Oireachtas Joint and Select Committees
Wednesday, 11 May 2022
Joint Oireachtas Committee on Finance, Public Expenditure and Reform, and Taoiseach
Disabled Drivers and Passengers Scheme: Former Members of the Disabled Drivers Medical Board of Appeal
Dr. Nicky Scaramuzzi:
Although, €64 million is a lot of money. It is giving an awful lot. This is a scheme for life.
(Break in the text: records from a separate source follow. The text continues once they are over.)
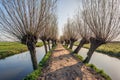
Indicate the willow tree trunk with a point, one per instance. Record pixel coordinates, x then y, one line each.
48 45
71 45
31 47
82 42
45 46
94 45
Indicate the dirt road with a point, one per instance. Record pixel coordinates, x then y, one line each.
63 66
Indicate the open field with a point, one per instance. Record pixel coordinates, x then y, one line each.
111 49
11 48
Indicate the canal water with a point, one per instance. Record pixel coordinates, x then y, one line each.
110 65
16 67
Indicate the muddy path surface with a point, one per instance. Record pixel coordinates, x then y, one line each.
63 66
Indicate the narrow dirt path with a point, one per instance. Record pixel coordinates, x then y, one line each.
63 66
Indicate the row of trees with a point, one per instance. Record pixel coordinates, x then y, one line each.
98 23
29 20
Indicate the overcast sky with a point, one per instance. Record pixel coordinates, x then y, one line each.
66 9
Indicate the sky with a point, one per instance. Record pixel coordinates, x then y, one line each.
66 9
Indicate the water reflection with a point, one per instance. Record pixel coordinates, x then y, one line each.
18 66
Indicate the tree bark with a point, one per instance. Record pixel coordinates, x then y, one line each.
45 46
71 45
82 42
94 45
31 47
48 45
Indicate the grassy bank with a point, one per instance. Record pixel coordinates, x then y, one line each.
111 49
35 74
93 67
11 48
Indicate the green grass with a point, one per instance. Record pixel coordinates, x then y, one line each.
98 71
79 57
11 48
111 49
35 74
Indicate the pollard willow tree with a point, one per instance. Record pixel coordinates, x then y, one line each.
102 17
49 31
24 20
70 32
83 31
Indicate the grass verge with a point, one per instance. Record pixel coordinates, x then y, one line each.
35 74
11 48
111 49
93 67
98 71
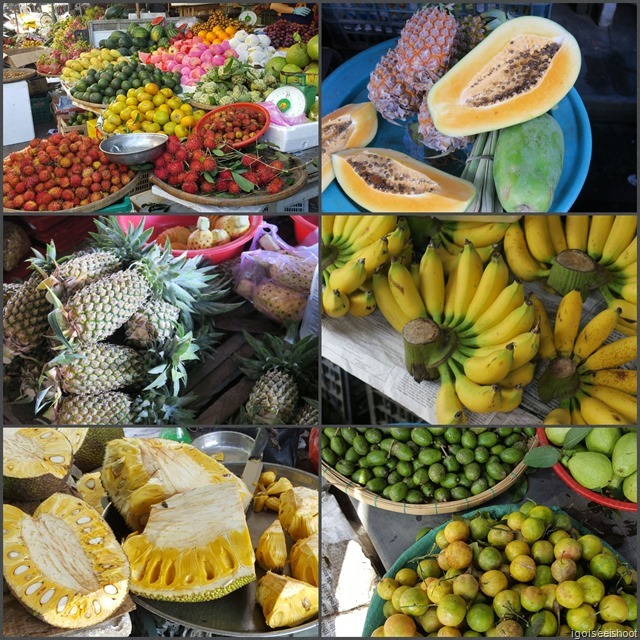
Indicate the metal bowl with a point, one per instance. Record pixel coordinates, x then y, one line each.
134 148
235 446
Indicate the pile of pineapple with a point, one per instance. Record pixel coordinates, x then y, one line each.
104 335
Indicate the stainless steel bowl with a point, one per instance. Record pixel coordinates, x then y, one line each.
134 148
235 446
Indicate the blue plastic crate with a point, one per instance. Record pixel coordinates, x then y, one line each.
357 26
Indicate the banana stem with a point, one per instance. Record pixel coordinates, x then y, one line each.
560 380
426 346
574 269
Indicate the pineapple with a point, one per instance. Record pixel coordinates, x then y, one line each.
155 320
286 602
280 368
201 238
271 552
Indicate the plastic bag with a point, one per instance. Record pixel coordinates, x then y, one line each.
275 276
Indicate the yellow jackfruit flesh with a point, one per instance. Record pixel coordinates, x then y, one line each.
91 490
299 512
36 463
305 560
271 552
140 472
286 602
195 547
64 564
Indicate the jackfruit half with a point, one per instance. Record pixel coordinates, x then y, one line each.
140 472
64 564
286 602
304 560
298 512
196 546
36 463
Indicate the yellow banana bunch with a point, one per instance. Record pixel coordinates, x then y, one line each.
586 371
575 251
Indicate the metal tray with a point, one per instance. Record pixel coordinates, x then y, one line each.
235 446
237 614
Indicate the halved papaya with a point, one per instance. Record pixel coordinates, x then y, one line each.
354 125
520 71
387 181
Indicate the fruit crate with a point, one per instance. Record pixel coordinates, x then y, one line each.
357 26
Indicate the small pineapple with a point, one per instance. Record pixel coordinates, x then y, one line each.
155 320
201 238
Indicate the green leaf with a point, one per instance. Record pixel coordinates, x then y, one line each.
242 182
542 457
574 436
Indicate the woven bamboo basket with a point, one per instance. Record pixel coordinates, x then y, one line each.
299 174
433 508
93 206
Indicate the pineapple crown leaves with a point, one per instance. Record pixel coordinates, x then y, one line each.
130 245
273 352
160 406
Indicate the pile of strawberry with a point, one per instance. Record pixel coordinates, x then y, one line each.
199 166
59 173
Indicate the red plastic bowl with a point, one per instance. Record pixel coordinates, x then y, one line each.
566 477
249 106
303 226
214 255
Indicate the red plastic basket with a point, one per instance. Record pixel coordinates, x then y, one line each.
566 477
247 106
214 255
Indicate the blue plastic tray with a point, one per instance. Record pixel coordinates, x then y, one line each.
348 84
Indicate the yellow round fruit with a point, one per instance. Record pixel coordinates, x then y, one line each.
145 105
161 117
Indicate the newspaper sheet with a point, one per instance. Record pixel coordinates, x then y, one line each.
371 350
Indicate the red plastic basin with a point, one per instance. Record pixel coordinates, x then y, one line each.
214 255
567 478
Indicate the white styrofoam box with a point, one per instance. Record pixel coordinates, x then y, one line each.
16 127
295 138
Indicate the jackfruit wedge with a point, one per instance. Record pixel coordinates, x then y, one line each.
140 472
91 490
298 512
36 463
304 560
196 546
286 602
64 564
271 552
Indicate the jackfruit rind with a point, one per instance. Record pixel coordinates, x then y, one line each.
36 463
140 472
304 560
196 547
64 564
91 490
286 602
271 552
299 512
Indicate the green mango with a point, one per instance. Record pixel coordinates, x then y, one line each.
527 164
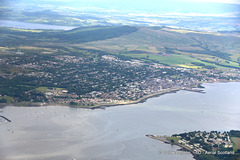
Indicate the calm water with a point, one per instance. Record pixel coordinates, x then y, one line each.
16 24
64 133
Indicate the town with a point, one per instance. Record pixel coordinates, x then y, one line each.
89 82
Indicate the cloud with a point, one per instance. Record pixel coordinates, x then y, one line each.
216 1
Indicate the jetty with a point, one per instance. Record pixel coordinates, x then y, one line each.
8 120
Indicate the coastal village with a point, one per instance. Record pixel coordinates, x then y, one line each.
104 84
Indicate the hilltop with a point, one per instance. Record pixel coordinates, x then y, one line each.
98 65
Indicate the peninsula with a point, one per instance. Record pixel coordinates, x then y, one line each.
206 145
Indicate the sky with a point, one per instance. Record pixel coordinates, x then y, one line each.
129 1
149 6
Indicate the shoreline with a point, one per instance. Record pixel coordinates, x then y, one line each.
165 140
197 88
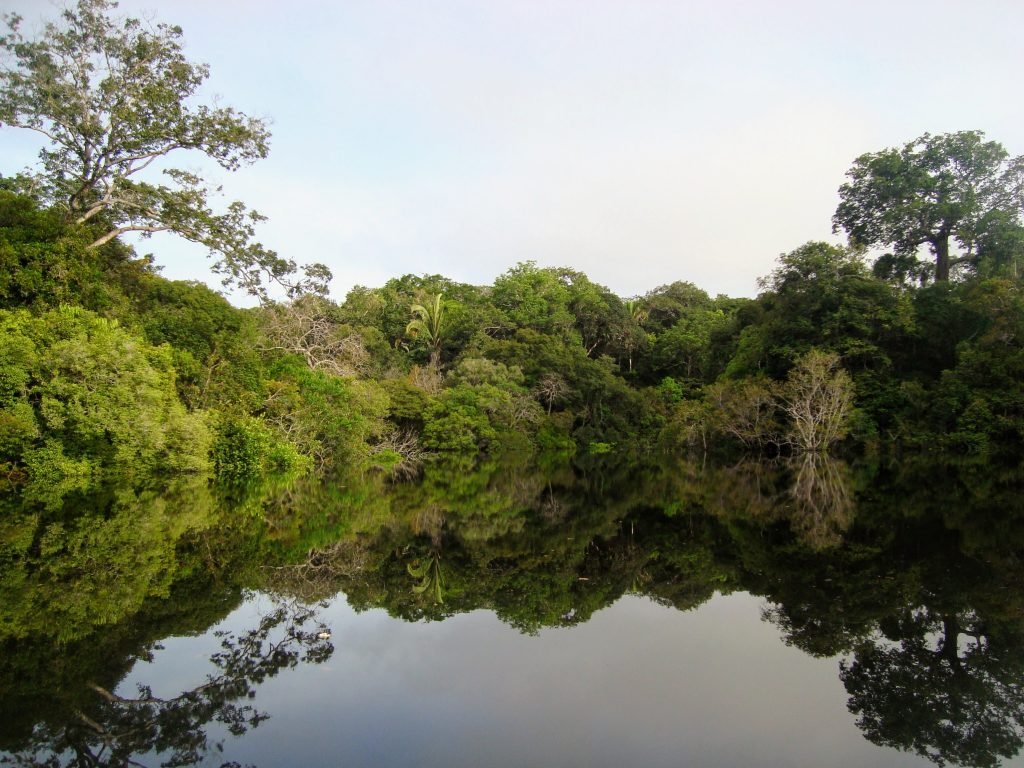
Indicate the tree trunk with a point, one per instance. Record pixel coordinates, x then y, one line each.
940 247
You have people who improve who are still availing of this scheme. We recently revoked it from someone who had done a marathon. The Revenue Commissioners let us know. I do not think anything like this should apply for an entire lifespan. There is a need to review things, especially with children. The premise is that people are going to be the same with their disability, but some people will get better, other people will get worse and technology will improve things. The concept has changed since this scheme was put together. As we say to people, being disabled in the 1950s was different from being disabled in the 1980s or 1990s. The whole definition of disability has absolutely expanded to include many more people than was the case 50 years ago. We need to build that into a scheme that grows, changes and looks at function. The most important thing to get across today is that it should be about function, not diagnosis. One person with multiple sclerosis can function perfectly well, whereas another person with multiple sclerosis might be in a wheelchair and need a hoist to be transferred. The actual words of the diagnosis should not be relevant. It should be about what a person can do; for example, what a person with a hoist transfer needs in order to be able to get to work as a coder in a software company. It should be about the different things needed by a person who has really bad balance issues.
It does not necessarily have to be very expensive. For the lifespan of a car, people could have an adaptation and be allowed to renew it every five years or whatever period is sensible. That would work.